Betrug also ausgerechnet beim Klopapier. Wir hatten uns ja fast schon daran gewöhnt, dass der US-Geheimdienst NSA heimlich durchs Schlüsselloch guckt und uns ausspioniert. Auch Erdbeben und Vulkanausbrüche können hierzulande nicht wirklich jemanden noch vom Lokus stoßen. Überhöhte Preise in den Apotheken? Na und, was soll´s? Ist zwar ne bittere Pille, doch man schluckt sie eben. Und in einem Land, in dem das Söhnchen der Staatspräsidentin mit Grundstücken schmutzige Geschäfte macht und täglich neue Skandale um Parteien und Unternehmen aufgedeckt werden, kann eigentlich nichts mehr schocken. Aber dass wir jetzt auch bei herunter gelassener Hose an so einem intimen Ort regelrecht besch… werden, das ist echt die Höhe! Ein fieser Angriff auf unser Hinterkastell, wer hätte das erwartet?
Aus Protest sollten nun alle Verbraucher den weiteren Kauf verweigern und es den Asketen in Asien gleich tun, nämlich ganz aufs Papier verzichten und den himmlischen Erleichterungsakt mit einer Wasserreinigung abschließen. Kalte Dusche von unten statt zweilagigem «Elite»-«Komfort» lautet die Antwort der betrogenen Konsumenten. Sollen sich die Hersteller doch mit ihrem teuren Papier selbst einwickeln!
Doch wahrscheinlich kommt es in Chile ganz anders. Erste Variante: Aufgrund des Skandals der Preisabsprache wird erst einmal eine Untersuchungskommission, später dann eine Aufsichtsbehörde für Toilettenpapier ins Leben gerufen. Zweite – und gefährlichere – Variante: Die Regierung entdeckt das Thema für sich und setzt es auf die Agenda für eine neue Verfassung. So nach dem Motto: Bildung gratis, Klopapier als Gemeingut ebenso. Und da die kostenlose Abgabe an das Volk meistens gut gemeint ist, leider aber in der Praxis nicht funktioniert, müssen wir dann wie in Venezuela wahrscheinlich mit einer Rollen-Knappheit leben.

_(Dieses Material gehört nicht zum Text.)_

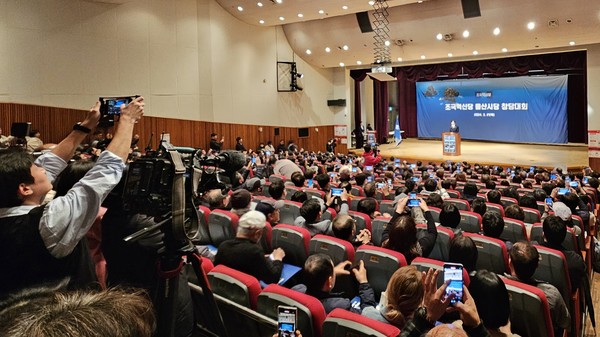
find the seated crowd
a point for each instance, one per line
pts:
(436, 211)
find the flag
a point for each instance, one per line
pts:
(397, 133)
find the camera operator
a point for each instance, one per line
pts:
(42, 243)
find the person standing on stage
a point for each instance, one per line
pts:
(454, 127)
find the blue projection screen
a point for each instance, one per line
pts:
(519, 109)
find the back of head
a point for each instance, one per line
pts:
(493, 224)
(555, 230)
(524, 258)
(404, 293)
(463, 251)
(450, 215)
(491, 298)
(317, 269)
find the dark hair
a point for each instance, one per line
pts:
(450, 215)
(525, 259)
(15, 169)
(276, 189)
(317, 269)
(463, 250)
(491, 298)
(555, 230)
(493, 224)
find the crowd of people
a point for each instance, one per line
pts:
(52, 240)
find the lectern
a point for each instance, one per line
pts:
(451, 143)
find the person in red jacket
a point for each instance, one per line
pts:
(370, 158)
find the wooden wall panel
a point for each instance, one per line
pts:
(55, 123)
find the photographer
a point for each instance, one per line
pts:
(44, 242)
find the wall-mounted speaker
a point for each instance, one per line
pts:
(363, 22)
(471, 8)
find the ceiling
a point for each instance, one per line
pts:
(415, 24)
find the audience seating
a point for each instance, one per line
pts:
(514, 230)
(343, 323)
(339, 250)
(529, 310)
(380, 263)
(311, 314)
(442, 243)
(294, 241)
(423, 264)
(470, 222)
(222, 225)
(289, 212)
(492, 253)
(234, 285)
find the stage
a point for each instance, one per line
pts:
(573, 156)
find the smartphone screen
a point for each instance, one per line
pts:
(286, 321)
(453, 272)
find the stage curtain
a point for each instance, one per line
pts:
(381, 110)
(572, 63)
(358, 76)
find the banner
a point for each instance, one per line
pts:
(518, 109)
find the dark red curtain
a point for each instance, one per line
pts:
(572, 63)
(358, 76)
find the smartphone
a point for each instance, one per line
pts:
(453, 272)
(286, 321)
(336, 192)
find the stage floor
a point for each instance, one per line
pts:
(573, 156)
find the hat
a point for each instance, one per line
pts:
(253, 183)
(562, 211)
(240, 199)
(252, 219)
(267, 207)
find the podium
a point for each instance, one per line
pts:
(451, 143)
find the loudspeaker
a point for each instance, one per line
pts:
(336, 102)
(363, 22)
(471, 8)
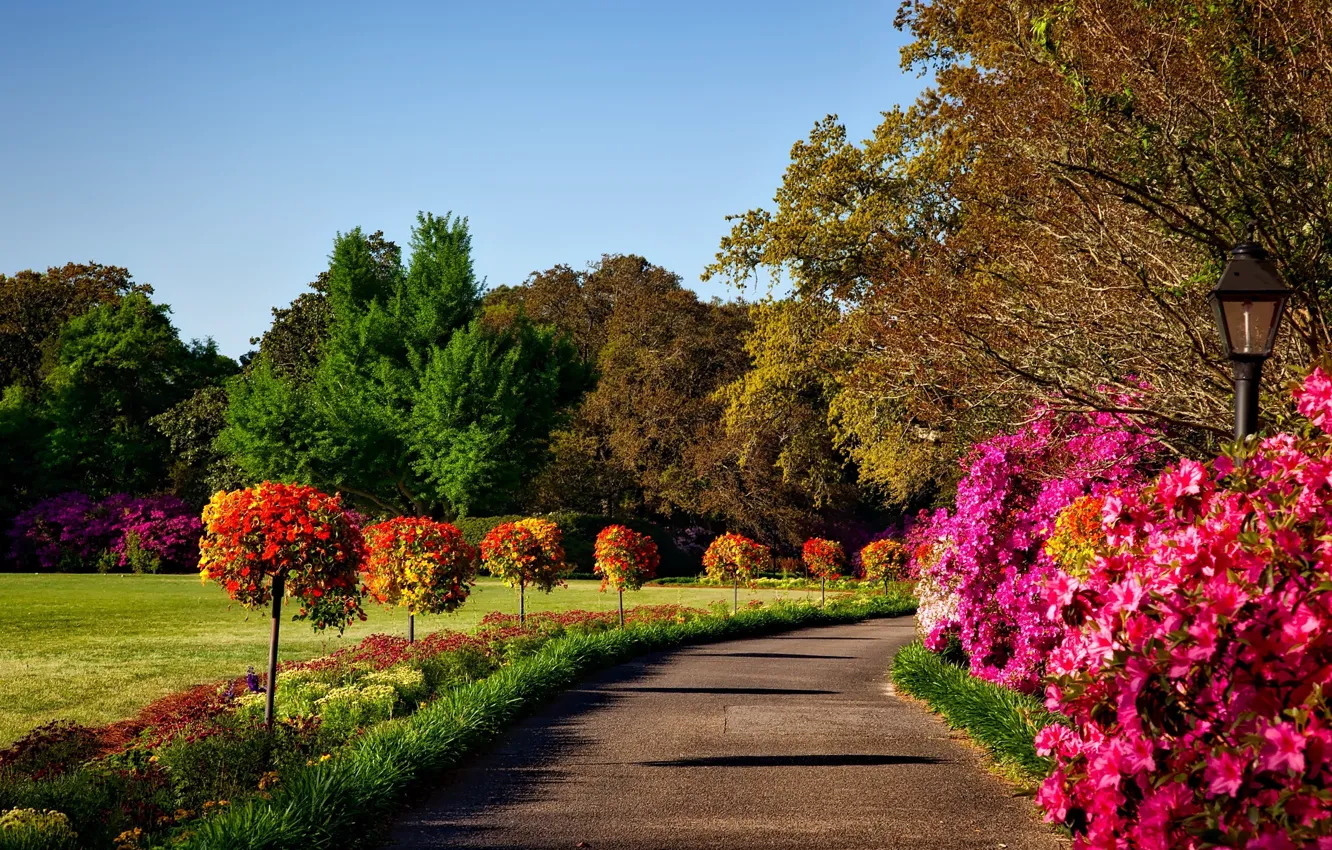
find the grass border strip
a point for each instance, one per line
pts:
(340, 802)
(1003, 722)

Das wiederum führt unvermeidlich zum Entstehen eines Schwarzmarktes. Und wie dieser mit einer affenartigen Geschwindigkeit ablaufen wird, das hatte bereits US-Schriftsteller Upton Sinclair rollenscharf erkannt: «Mit dem Geld ist es wie mit dem Toilettenpapier. Wenn man es braucht, braucht man es dringend.»